En el fondo, pues, el ataque a la moral sexual de hoy constituye un hecho
plausible, que tiende a una concepción más diferenciada y verdaderamente
ética. Como ya se ha dicho, Freud considera el gran conflicto entre el yo y la
naturaleza instintiva, principalmente en su aspecto sexual. Este aspecto existe
efectivamente. Sin embargo, hay que poner detrás de su efectividad una gran
interrogación. Plantéase, en efecto, esta cuestión: lo que se presenta en forma
sexual, ¿es por su esencia, siempre sexualidad? Puede suceder que un instinto
se disfrace de otro. El mismo Freud ha contribuido a esta idea con
observaciones no poco sorprendentes, que demuestran, de una manera clara,
que muchos actos y esfuerzos de los hombres no son, en el fondo, otra cosa
que expresiones forzadas y algo impropias de cosas muy elementales.

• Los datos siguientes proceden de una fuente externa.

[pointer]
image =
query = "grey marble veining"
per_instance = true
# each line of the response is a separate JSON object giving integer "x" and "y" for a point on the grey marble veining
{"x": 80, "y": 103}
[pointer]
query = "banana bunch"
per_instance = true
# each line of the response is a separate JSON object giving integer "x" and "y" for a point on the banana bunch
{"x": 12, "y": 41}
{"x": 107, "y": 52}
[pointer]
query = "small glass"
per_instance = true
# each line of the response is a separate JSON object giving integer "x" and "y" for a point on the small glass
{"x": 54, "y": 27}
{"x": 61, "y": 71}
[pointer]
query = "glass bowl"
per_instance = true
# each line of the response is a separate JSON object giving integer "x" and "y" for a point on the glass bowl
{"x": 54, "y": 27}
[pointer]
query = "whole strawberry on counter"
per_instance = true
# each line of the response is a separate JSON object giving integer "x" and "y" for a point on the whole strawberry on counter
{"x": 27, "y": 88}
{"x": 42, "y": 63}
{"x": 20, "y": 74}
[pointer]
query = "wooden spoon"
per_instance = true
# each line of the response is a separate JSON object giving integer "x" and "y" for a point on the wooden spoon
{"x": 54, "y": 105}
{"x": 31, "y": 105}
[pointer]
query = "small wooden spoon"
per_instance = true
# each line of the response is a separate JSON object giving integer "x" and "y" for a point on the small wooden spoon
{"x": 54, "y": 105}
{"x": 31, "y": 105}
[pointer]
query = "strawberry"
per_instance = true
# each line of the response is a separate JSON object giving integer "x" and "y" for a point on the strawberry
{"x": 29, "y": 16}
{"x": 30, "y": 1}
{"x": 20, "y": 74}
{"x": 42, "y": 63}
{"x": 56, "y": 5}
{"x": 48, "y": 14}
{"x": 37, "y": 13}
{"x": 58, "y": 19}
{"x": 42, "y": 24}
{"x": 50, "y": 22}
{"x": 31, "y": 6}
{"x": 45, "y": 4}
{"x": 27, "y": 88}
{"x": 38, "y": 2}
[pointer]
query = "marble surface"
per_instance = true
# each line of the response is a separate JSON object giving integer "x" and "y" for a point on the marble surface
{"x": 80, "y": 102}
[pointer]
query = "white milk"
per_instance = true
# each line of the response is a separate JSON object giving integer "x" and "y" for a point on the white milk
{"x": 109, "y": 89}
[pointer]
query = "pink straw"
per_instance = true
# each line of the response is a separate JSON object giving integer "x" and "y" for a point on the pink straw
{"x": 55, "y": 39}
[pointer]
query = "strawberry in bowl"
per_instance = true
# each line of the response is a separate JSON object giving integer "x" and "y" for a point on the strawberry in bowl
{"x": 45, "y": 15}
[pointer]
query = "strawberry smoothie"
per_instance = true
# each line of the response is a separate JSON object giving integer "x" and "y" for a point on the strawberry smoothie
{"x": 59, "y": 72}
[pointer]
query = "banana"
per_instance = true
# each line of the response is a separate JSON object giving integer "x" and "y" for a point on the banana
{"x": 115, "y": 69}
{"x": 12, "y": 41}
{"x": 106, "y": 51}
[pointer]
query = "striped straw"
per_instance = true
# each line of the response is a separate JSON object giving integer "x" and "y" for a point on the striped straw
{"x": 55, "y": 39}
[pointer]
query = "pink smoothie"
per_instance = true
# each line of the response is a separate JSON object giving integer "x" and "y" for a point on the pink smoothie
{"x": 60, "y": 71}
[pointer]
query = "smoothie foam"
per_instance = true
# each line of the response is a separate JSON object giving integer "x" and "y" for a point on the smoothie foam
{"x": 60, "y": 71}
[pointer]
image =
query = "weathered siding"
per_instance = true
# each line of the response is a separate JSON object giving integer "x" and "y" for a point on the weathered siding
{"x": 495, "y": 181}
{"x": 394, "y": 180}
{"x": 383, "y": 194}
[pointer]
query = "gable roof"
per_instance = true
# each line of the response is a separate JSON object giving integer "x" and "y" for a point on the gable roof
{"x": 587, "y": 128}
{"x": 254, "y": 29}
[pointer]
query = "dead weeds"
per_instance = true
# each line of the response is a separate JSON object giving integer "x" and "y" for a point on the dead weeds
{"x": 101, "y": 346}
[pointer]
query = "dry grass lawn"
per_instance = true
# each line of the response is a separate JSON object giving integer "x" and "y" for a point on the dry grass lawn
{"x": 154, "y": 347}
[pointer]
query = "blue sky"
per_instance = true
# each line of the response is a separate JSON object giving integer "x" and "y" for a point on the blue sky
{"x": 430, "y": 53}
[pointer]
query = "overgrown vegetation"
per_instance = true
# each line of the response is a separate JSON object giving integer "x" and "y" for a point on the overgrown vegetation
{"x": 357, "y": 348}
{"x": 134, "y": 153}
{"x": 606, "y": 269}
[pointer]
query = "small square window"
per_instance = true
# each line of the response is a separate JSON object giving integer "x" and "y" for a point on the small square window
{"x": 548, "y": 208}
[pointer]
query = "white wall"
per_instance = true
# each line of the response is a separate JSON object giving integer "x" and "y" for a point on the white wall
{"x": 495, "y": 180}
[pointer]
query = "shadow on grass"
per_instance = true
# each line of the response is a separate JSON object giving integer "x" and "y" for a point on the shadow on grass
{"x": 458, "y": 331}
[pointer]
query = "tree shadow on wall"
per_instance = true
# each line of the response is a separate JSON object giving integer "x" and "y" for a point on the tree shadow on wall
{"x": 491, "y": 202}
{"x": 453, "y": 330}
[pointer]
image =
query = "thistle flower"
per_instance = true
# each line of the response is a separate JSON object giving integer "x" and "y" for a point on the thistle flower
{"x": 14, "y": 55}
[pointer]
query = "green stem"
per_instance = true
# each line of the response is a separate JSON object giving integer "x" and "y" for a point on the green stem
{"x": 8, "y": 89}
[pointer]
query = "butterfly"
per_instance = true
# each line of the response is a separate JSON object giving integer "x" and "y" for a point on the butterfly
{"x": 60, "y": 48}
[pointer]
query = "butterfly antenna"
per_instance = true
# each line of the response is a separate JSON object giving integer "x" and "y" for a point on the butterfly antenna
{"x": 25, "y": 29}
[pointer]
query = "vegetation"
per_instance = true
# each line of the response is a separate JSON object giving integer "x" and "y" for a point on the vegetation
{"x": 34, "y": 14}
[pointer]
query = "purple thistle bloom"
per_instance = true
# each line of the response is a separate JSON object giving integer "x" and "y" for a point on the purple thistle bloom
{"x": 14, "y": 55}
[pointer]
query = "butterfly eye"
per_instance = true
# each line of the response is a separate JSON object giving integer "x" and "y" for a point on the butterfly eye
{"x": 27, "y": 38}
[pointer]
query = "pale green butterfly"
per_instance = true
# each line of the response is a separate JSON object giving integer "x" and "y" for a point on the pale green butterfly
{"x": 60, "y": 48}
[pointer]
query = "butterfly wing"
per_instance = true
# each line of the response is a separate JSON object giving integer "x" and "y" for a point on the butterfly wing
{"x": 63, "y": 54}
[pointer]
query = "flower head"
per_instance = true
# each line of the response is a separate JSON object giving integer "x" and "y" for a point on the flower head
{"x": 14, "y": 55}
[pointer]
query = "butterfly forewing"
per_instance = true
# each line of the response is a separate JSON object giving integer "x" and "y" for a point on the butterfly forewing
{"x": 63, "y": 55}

Nada
impide que también ciertas cosas sumamente elementales sean trasladadas
por comodidad a primer término, en lugar de otros sentimientos más
necesarios, pero más desagradables, con la ilusión de que se trata, efectivamente,
sólo de cosas elementales.
La teoría sexual es, pues, exacta hasta cierto punto; pero es unilateral. Tan
equivocado sería, por consiguiente, rechazarla como aceptarla en absoluto.

Notas:
4 * Véase Jung: Diagnostiche Assoziationsstudien, Leipzig, J. A. Barth. Dos tomos.
5 ** Jung: Psychologie der Dementia praecox. Halle, Marhold. En el experimento asociativo se
encuentra el «complejo», o sea uno o varios complejos de representaciones acentuadas por el
sentimiento que se refieren a tendencias contradictorias.